7.2.a. All variables shall be initialized before use.

7.2.b. It is preferable to define local variables as you need them, rather than all at the top of a function.

7.2.c. If project- or file-global variables are used, their definitions shall be grouped together and placed at the top of a source code file.

7.2.d. Any pointer variable lacking an initial address shall be initialized to NULL.


uint32_t  g_array[NUM_ROWS][NUM_COLS] = { ... };

    for (int col = 0; col < NUM_COLS; col++)
        g_array[row][col] = ...;

Reasoning: Too many programmers assume the C run-time will watch out for them, e.g., by zeroing the value of uninitialized variables on system startup. This is a bad assumption, which can prove dangerous in a mission-critical system. For readability reasons it is better to declare local variables as close as possible to their first use,12 which C99 makes possible by incorporating that earlier feature of C++.

Enforcement: An automated tool shall scan all of the source code prior to each build, to warn about variables used prior to initialization; static analysis tools can do this. The remainder of these rules shall be enforced during code reviews.
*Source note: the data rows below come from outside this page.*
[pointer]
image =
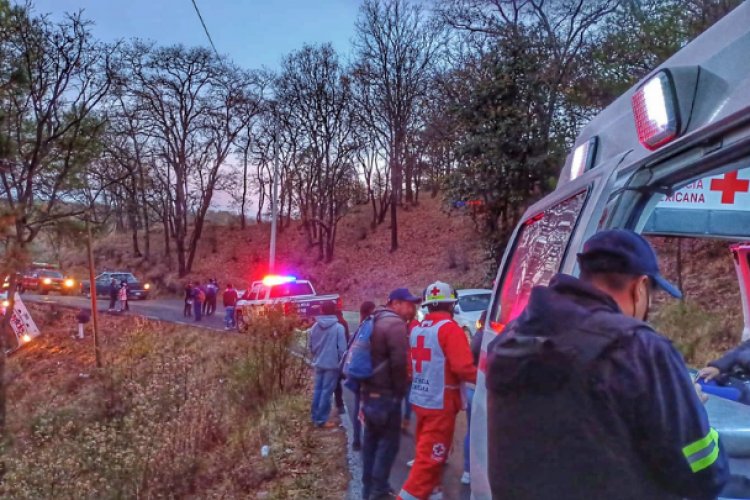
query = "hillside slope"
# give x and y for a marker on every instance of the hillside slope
(434, 244)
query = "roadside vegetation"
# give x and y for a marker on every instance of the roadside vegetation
(175, 412)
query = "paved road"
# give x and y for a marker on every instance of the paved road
(169, 309)
(452, 487)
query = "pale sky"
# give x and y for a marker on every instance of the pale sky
(253, 33)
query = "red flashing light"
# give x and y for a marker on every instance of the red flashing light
(273, 280)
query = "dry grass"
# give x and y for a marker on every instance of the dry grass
(709, 321)
(175, 413)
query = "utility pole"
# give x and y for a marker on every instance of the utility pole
(92, 290)
(274, 208)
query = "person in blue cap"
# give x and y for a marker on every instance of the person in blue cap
(586, 400)
(382, 393)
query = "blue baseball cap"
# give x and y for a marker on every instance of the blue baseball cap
(630, 253)
(403, 294)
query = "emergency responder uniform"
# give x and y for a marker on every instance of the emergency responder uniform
(587, 402)
(440, 362)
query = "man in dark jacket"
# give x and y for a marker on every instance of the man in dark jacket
(586, 400)
(383, 392)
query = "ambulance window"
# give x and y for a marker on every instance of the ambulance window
(538, 254)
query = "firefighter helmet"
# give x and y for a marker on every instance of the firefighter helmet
(439, 293)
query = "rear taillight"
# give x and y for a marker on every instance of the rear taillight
(655, 111)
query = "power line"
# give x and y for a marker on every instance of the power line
(205, 28)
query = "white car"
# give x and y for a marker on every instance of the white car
(471, 304)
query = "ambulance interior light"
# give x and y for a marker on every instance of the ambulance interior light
(655, 111)
(583, 158)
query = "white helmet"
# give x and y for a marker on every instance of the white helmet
(439, 293)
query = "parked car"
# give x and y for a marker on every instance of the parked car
(293, 296)
(46, 278)
(136, 289)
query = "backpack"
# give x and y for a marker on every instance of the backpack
(356, 365)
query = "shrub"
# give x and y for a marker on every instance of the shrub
(167, 402)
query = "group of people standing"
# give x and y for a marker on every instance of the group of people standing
(201, 299)
(584, 398)
(427, 366)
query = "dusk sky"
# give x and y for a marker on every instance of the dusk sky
(253, 33)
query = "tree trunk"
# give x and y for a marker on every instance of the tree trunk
(395, 189)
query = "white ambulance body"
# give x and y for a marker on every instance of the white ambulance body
(670, 157)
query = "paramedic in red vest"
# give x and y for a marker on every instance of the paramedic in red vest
(440, 362)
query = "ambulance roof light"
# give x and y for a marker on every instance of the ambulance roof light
(273, 280)
(583, 158)
(655, 111)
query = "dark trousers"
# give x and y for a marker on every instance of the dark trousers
(381, 442)
(356, 423)
(339, 396)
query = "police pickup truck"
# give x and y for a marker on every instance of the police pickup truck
(669, 157)
(290, 295)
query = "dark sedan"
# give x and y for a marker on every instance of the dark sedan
(136, 289)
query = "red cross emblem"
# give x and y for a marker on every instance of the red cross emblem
(729, 186)
(420, 354)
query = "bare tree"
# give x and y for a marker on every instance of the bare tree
(50, 132)
(314, 108)
(397, 49)
(198, 106)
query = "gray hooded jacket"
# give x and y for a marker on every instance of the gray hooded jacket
(327, 342)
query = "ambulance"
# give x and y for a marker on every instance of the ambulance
(669, 157)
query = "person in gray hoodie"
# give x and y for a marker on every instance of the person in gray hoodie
(327, 346)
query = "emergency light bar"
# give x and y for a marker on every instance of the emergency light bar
(655, 111)
(272, 280)
(583, 158)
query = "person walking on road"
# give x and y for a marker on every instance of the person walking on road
(212, 290)
(188, 309)
(381, 394)
(339, 393)
(123, 297)
(365, 310)
(327, 346)
(441, 362)
(199, 297)
(229, 300)
(114, 293)
(586, 400)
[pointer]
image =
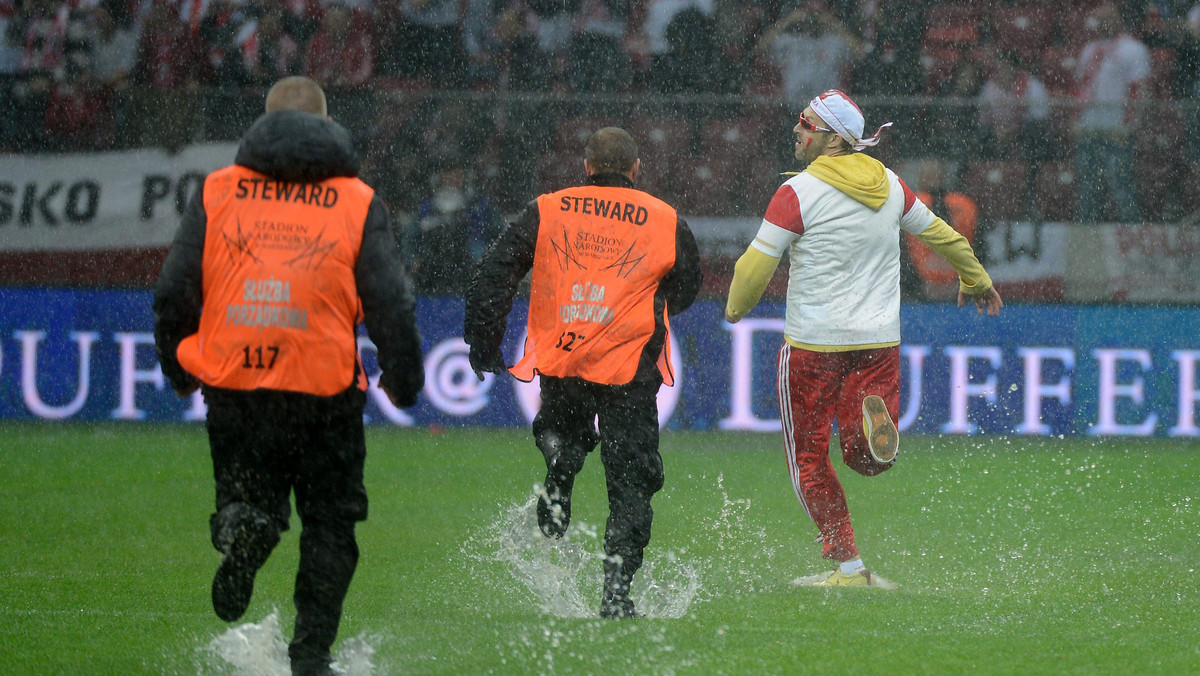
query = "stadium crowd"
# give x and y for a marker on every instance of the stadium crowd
(504, 87)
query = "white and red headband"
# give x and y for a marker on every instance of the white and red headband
(845, 118)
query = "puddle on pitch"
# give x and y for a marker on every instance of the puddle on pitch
(258, 648)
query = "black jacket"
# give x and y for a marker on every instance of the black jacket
(510, 258)
(301, 148)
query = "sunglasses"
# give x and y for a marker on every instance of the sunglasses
(809, 126)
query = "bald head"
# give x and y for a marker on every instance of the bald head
(297, 94)
(611, 149)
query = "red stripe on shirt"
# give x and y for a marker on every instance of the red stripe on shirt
(910, 197)
(785, 210)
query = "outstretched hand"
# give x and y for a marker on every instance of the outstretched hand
(987, 300)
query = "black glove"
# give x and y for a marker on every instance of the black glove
(486, 359)
(402, 387)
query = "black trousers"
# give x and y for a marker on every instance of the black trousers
(267, 444)
(629, 449)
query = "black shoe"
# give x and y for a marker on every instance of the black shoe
(245, 551)
(617, 608)
(615, 602)
(319, 668)
(555, 504)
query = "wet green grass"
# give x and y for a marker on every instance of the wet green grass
(1009, 556)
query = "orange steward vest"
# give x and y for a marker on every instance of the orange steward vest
(963, 215)
(280, 300)
(600, 255)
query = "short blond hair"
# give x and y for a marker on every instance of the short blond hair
(611, 149)
(297, 94)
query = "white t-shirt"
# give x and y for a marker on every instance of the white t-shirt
(844, 283)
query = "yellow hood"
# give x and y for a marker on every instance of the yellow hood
(861, 177)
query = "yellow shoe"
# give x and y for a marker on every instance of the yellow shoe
(882, 436)
(839, 579)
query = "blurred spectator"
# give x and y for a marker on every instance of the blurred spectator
(339, 57)
(168, 69)
(39, 28)
(951, 124)
(522, 63)
(10, 49)
(1014, 111)
(269, 52)
(1110, 76)
(652, 39)
(114, 45)
(892, 31)
(1189, 61)
(169, 55)
(738, 27)
(450, 232)
(681, 70)
(220, 29)
(930, 275)
(891, 66)
(813, 51)
(113, 53)
(597, 57)
(427, 42)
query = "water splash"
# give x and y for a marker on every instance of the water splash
(258, 648)
(565, 575)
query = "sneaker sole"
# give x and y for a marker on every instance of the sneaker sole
(882, 437)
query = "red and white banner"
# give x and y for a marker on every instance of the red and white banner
(1150, 263)
(1026, 261)
(94, 202)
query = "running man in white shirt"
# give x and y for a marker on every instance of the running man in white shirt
(839, 221)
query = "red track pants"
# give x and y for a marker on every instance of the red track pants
(815, 387)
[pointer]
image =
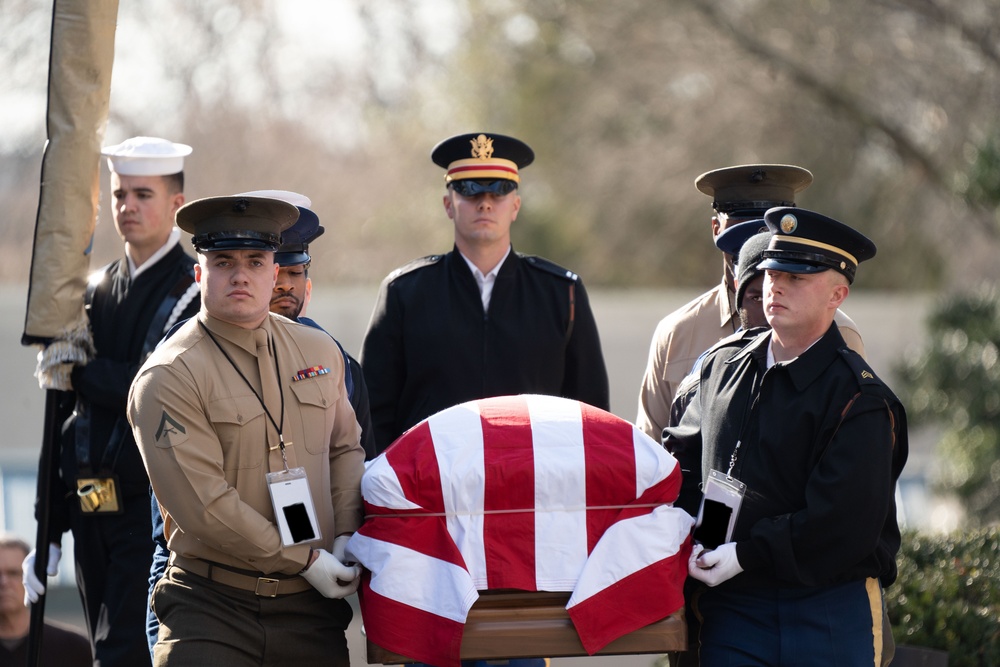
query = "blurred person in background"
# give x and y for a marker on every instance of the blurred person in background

[12] [Uwano] describes back-and-forth code review eye movements that demonstrate the value of placing variable declarations as close as possible to the code that first references them.


Does Rule 7.2.a mean that variables must be initialized where they are declared? I've seen where some coding standards require this, but for some variables there is no single meaningful initial / default value and I thus like to initialize those variables inside an if statement or similar.

Does Rule 7.2.b mean that variables should be declared immediately before their first usage?

Rule 7.2.a only requires the initialization be before the first use. Thus a variable may or may not be initialized at its declaration specifically. I agree with you that sometimes the best place to initialize it is not until sometime after the definition.

Rule 7.2.b states only a preference toward placing definitions immediately prior to the first use of the variable. Follow this rule when possible (i.e., compiler-supported) and doing so will not make the program harder to read or maintain. Hopefully that makes things clearer.